In 1699, Tsar Peter reorganized Russia’s standing army into a more reputable and modern global force, and invested heavily in its soldiers' training. Before, this army was only mobilized as needed, comprised by villagers with modest military experience. He also built the first Russian navy, and with it scored key military victories. Peter's many military reforms allowed him to conquer more territories as he continued to expand Russia’s size. On May 27, 1703, he founded the city of St. Petersburg after capturing the Swedish fortress of Nyenskans. Tsar Peter also reformed the Russian tax system and introduced the poll tax, part of a series of measures that would increase government revenues by 600% between 1680 and 1724. In keeping with his reformation of his empire into a recognized European power, he also transformed his state officially from the Tsardom of Russia, a denomination introduced by Ivan the Terrible, to the Russian Empire.
During his rule, Tsar Peter was also noted as often violent, tyrannical, and drunk.
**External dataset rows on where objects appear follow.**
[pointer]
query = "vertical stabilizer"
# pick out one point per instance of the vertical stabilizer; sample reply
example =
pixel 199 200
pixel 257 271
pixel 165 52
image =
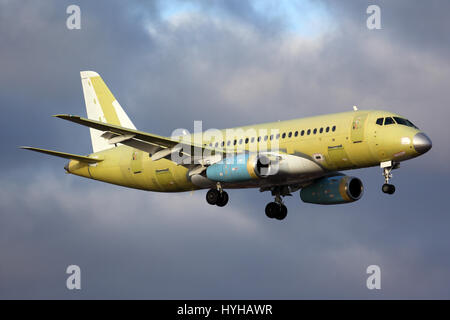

Revolts arose from citizens repulsed by the high taxes imposed upon them to fund reforms. Tsar Peter’s relationship with his eldest son was strained, as he hated his father’s reforms. Peter's son was charged with treason and died in jail from torture before his execution was carried out. While still ruling, Tsar Peter’s health began deteriorating when, in the Autumn of 1724, he plunged into icy waters to save some of his soldiers who were drowning in the Gulf of Finland. The illness took a toll on him, though he continued working and ruling until his death.
1. Death and Legacy
On February 8th, 1725, Peter the Great died at the Russian Winter Palace. Though during Peter's youth the European powers considered Russia as a backward country, during his reign it emerged as a continental and global power, hence his moniker as "Tsar reformer". The Russian state, economy, military, and culture alike were rejuvenated under his reign. Schools of medicine, engineering, science and navigation, and mathematics were founded, and Russia’s first state newspaper, the Vedomosti, was started during Tsar Peter’s reign. He also founded the city of St. Petersburg, building the city as Russia’s capital incorporating Western styles, and shifted Russian culture more closely towards that of Western Europe. He also founded the modern Russian imperial state breaking from the Tsardom preceding it, which remained in place until the Bolshevik revolution under Vladimir Lenin in 1917. Critics, however, argue that too much of this foreign influence significantly eroded Russia’s own ancient culture.